Saturday, September 30
AUTHORS READ, TALK AT RHINO Authors Allen Callaci and Peter Churches will be reading from their respective latest books, Heart Like a Starfish and Autobiography Without Words, at 4 p.m. at Rhino Records, 235 Yale Ave., Claremont. More info is at pelekinesis.com.
CHS CONCERT UNDER THE STARS Claremont High School’s Instrumental Music Program holds its annual free and open to the public Concert Under the Stars at 7 p.m., and this year attendees can brush up against television royalty while enjoying the show. The concert on the school’s football field will feature not only the El Roble Band and Orchestra, CHS String Orchestra, CHS Symphony Strings and the CHS Marching Band, but also the KIIT Car from the 1980s television show Knight Rider. The super advanced (for 1982 …) Pontiac Trans Am will be parked at the event for pictures while the CHS Band plays the show’s theme song. There might even be a special guest from the original show. Hasselhoff, anybody?!? Food and drink will be available for purchase. More info is at the Wolfpack Music Facebook page.
GRAMMY-NOMINATED PIANIST IN CONCERT Pomona College’s Bridges Hall of Music, at 150 E. Fourth St., Claremont, hosts a free 8 p.m. show with Grammy-nominated pianist, Genevieve Feiwen Lee. Ms. Lee will offer a program of music for piano and harpsichord by Claude Debussy and Sofia Gubaidulina, Elisabeth-Claude Jacquet de La Guerre and Antoine Forqueray. Selections will include preludes from Debussy Book 1 and Gubaidulina’s Musical Toys. More info is at pomona.edu/events or (909) 607-2671.

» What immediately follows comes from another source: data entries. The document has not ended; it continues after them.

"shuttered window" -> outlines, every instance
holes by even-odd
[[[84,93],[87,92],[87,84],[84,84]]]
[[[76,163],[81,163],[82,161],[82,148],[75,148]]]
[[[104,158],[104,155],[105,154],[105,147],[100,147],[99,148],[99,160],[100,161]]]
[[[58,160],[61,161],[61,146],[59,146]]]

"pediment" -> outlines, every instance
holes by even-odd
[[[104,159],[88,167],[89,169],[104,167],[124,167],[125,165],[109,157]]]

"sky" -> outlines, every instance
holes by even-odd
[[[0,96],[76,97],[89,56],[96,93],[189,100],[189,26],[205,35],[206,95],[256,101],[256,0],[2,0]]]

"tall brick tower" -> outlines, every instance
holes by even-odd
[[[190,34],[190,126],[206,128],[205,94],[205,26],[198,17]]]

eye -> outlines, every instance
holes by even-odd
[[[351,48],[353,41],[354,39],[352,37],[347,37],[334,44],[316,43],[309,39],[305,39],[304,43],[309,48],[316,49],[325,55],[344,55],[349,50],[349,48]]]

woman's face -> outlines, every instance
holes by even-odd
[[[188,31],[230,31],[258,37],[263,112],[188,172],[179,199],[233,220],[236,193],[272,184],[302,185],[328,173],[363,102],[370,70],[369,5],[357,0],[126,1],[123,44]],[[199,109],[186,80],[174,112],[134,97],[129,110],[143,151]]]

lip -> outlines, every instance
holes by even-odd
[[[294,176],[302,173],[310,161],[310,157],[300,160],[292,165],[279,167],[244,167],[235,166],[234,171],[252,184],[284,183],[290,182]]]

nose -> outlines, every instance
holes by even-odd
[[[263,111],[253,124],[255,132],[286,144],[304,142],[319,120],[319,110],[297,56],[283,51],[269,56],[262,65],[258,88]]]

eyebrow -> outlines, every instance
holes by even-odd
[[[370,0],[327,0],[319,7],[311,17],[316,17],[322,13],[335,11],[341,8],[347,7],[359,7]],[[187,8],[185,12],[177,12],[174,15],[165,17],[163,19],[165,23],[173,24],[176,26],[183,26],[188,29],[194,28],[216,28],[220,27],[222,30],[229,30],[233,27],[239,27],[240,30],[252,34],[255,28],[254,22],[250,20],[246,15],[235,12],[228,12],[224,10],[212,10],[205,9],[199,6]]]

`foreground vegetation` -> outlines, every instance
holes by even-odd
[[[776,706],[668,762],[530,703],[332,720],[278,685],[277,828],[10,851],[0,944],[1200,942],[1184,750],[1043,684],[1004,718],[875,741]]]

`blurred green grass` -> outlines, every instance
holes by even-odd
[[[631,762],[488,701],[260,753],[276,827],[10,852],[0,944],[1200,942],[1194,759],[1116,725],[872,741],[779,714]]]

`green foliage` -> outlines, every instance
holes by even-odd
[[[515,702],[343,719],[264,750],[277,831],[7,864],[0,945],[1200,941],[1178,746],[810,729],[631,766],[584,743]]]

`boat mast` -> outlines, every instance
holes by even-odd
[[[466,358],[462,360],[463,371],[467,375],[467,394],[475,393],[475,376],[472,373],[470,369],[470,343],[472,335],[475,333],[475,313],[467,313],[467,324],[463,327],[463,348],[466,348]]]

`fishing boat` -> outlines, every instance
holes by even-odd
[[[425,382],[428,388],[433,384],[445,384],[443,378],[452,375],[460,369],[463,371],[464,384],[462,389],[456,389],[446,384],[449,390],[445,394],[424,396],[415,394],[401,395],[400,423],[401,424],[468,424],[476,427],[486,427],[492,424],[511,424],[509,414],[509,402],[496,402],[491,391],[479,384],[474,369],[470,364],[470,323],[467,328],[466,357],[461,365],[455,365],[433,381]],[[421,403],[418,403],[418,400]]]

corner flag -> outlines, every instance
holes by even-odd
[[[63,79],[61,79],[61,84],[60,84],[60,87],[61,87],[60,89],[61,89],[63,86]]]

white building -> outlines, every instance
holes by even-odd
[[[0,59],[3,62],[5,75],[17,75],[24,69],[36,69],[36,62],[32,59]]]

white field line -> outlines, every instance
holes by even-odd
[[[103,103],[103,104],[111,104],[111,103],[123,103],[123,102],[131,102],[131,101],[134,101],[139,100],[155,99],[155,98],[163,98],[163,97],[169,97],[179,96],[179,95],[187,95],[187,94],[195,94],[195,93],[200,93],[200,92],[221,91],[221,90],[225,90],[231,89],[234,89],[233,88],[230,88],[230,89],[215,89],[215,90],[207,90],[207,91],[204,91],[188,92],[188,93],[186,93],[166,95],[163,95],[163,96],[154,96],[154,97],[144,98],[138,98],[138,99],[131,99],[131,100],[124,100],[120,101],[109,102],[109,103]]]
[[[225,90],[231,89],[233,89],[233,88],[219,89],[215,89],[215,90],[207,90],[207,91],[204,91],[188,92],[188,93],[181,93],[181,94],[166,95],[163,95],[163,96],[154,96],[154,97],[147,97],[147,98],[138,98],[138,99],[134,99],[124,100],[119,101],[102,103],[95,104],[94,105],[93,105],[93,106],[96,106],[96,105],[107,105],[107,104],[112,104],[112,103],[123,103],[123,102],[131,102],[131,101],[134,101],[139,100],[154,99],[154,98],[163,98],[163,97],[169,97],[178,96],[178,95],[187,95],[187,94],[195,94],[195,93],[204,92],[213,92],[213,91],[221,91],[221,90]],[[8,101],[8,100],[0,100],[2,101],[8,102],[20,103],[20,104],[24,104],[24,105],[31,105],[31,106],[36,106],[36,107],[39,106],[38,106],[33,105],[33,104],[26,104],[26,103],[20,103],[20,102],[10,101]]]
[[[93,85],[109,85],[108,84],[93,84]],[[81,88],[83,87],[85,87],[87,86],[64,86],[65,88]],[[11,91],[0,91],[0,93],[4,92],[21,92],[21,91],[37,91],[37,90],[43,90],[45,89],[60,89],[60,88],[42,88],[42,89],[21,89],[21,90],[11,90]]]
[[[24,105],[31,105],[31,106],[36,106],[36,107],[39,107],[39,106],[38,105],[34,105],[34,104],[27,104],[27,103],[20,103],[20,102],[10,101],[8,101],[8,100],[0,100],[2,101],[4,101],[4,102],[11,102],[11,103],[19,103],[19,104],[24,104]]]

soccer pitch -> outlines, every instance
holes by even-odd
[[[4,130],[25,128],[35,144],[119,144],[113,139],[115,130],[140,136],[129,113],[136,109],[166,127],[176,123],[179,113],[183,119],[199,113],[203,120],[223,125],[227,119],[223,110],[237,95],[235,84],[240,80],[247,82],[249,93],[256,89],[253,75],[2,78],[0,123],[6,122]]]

MEDICINAL PLANT WALK Join herbalist William Broen for a garden walk and presentation featuring medicinal and edible plants native to California. Please bring a hat, drinking water, walking shoes and a sack lunch or snack. The walk takes place from 10 a.m. to 1 p.m. at Rancho Santa Ana Botanic Garden, 1500 N. College Ave. The fee is $20 for RSABG members; $25 for the public.